Objectives

Get some experience with using boto3 to work with EC2 instances and S3 buckets

In this lab we will:

  • Create/Stop/Terminate EC2 instances using boto3
  • List/modify EC2 instance attributes
  • Create/Delete an S3 bucket using boto3
  • Create/delete object in S3 bucket
  • List/modify S3 bucket attributes

Getting started with Boto3

Boto is a Python interface to Amazon Web Services. You can find tutorials and the full API reference at https://boto3.readthedocs.io/en/latest/. The following steps are intended to get you started with doing some basic EC2 activities in the Python interpreter. If you have not already done so you must install/configure AWS CLI and boto3 – refer to instructions in Part C here.

boto3 from Python3 interpreter

  1. Initially we will use the Python interpreter to give a little flavor of what can be done with Boto3. Then you can proceed to a lab exercise that walks through the basic creation, viewing and deletion of resources in the EC2 and S3 services.

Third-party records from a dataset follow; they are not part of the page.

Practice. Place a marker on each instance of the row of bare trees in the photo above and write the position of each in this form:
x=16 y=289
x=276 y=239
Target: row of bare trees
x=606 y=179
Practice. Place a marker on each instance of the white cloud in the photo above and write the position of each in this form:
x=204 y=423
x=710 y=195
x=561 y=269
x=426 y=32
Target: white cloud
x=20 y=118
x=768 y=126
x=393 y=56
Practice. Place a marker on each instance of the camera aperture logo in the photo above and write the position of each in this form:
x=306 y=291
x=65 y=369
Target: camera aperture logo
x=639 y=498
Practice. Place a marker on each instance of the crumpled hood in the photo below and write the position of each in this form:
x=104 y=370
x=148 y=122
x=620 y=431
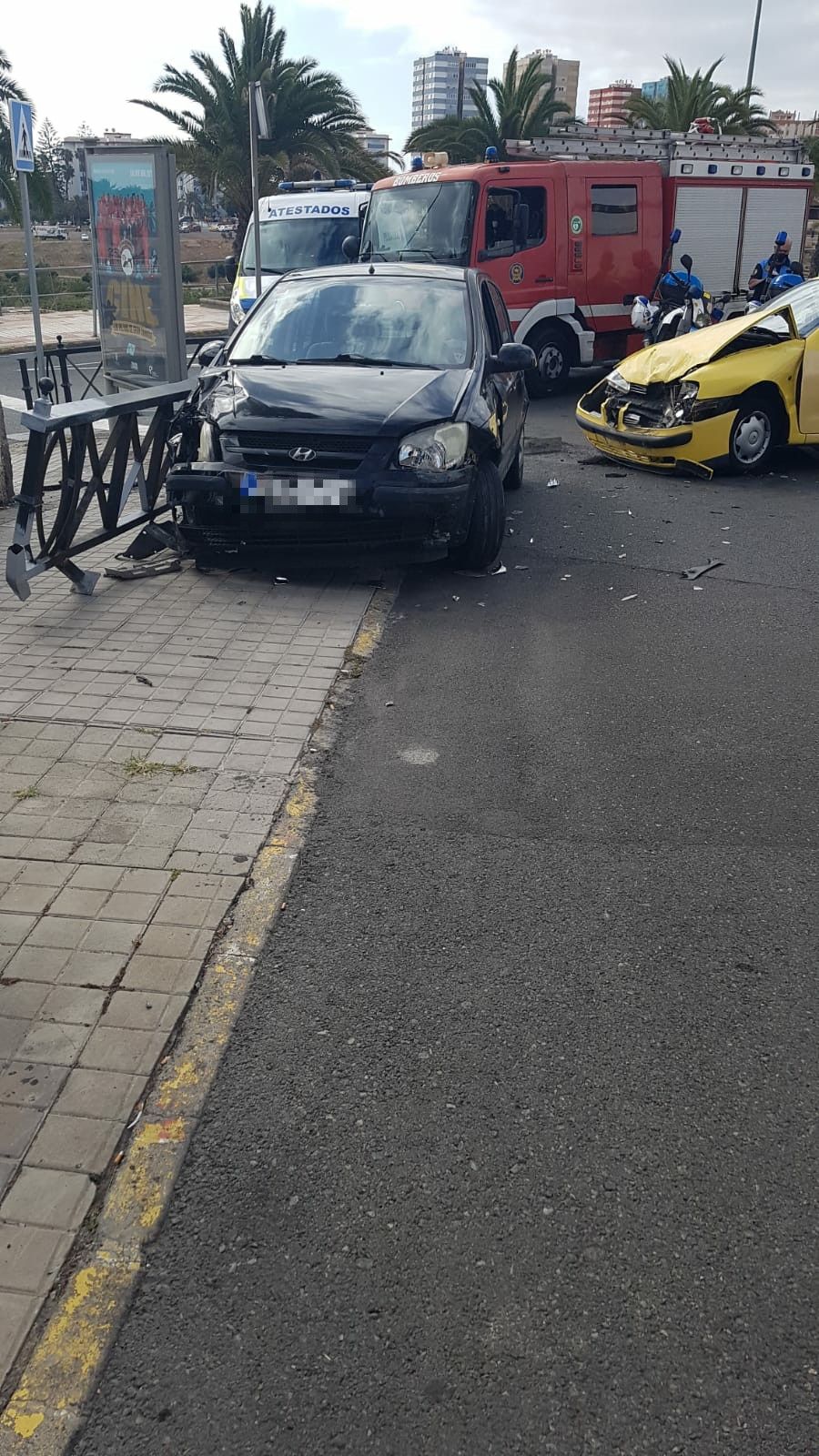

  2. First, make sure that you can communicate with AWS from the Python3 interpreter

    $ python3
    >>> import boto3
    >>> ec2 = boto3.resource('ec2')
  3. This returns an EC2 service resource object, which will allow us to interact with the EC2 service. For example this object contains an instances collection manager which allows us to iterate across a collection of instance objects (in this case we are just printing the IDs of all instances):
    >>> for inst in ec2.instances.all():
    >>>     print (inst.id)
  4. Sometimes it might be convenient to manage the instances using a list. The following will copy the instance objects into a list:
    >>> instance_list = []
    >>> for inst in ec2.instances.all():
    >>>     instance_list.append(inst)
  5. Now we can access individual instances if we wish using instance_list[0], instance_list[1], etc:
    >>> print (instance_list[0].image_id)
    >>> instance_list[0].stop()
    Note that this last line stops a running instance.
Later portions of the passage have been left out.